Keesokan harinya pada pukul 08.00 WIB yang dilanjutkan dengan Sulasno meminta Kartu Identitas berupa Kartu Keluarga (KK). Selain itu, Sulasno menunjukkan beberapa Kartu Keluarga beserta uang tunai milik orang lain yang menurut keterangan Sulasno, jika orang lain tersebut telah mendaftar untuk mendapatkan bantuan juga.
Setelah Sareh mendapatkan penjelasan dari Sulasno, Sareh menyerahkan fotokopi KK miliknya dan menyerahkan uang tunai senilai Rp 1.000.000. Sareh juga mendaftarkan adiknya yang bernama Sayu, sehingga Sareh memberikan lagi uang senilai Rp1.000.000, sehingga total yang Sareh berikan senilai Rp. 2.000.000.
Hingga saat ini, Sareh dan adiknya yang bernama Sayu tidak pernah mendapatkan bantuan apapun dari Pemerintah. Sulasno juga tidak memberikan ATM sesuai apa yang dijanjikan sebelumnya.

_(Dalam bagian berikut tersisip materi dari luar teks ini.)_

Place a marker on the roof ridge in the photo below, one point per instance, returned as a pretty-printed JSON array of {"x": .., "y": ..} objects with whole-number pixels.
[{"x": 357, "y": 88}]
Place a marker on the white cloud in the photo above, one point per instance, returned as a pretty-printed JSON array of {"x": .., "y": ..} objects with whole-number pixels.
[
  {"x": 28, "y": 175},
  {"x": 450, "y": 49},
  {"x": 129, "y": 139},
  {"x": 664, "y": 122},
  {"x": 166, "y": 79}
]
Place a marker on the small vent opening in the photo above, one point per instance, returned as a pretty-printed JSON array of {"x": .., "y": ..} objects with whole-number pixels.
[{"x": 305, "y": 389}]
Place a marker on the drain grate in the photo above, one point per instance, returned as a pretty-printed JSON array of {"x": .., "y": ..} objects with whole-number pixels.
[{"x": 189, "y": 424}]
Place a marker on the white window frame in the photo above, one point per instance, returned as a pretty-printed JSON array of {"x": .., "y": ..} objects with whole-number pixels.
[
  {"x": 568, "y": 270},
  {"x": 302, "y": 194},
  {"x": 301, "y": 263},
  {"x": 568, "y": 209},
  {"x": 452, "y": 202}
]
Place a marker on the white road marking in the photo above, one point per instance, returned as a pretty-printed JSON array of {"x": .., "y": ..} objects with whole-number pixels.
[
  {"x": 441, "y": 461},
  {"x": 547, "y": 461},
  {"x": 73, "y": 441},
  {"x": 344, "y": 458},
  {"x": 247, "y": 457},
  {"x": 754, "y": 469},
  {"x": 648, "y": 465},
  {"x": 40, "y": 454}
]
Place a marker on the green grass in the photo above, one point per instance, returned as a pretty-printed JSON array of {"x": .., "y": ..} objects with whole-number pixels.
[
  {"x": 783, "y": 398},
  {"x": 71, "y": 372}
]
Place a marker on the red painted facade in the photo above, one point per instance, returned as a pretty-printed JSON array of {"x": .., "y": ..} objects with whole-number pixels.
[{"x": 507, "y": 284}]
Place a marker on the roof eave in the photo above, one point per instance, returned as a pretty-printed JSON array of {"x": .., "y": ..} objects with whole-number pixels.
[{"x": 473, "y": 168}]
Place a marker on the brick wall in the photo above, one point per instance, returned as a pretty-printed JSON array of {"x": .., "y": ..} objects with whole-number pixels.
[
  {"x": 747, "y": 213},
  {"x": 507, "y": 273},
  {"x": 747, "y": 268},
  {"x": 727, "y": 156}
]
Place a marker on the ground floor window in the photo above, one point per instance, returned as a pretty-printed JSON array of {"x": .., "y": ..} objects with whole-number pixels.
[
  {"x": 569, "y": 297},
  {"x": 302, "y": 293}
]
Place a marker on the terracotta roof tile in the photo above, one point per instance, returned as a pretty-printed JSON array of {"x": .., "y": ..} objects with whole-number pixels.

Sulasno mengaku dari pihak Kecamatan Gusialit sehingga Sareh mempercayai apa yang dijanjikan Sulasno dan menyerahkan uang milik tersebut.
Korban kedua ialah Sati. Pada Senin, 11 Agustus 2025 sekira pukul 11.00 WIB bertempat Dusun Sido Mulyo, Dusun Sumberdadi, Desa Pakel, Kecamatan Gucialit, Kabupaten Lumajang, tepatnya dirumah Sati.
Sulasno datang ke rumah Sati sendirian dan mengaku sebagai petugas dari Pemerintahan Kecamatan Gucialit dengan menunjukkan kartu identitas dengan nama Jainal Abidin sebagai Staff Dipenda Lumajang, serta menggunakan Pin Korpri pada baju yang digunakan.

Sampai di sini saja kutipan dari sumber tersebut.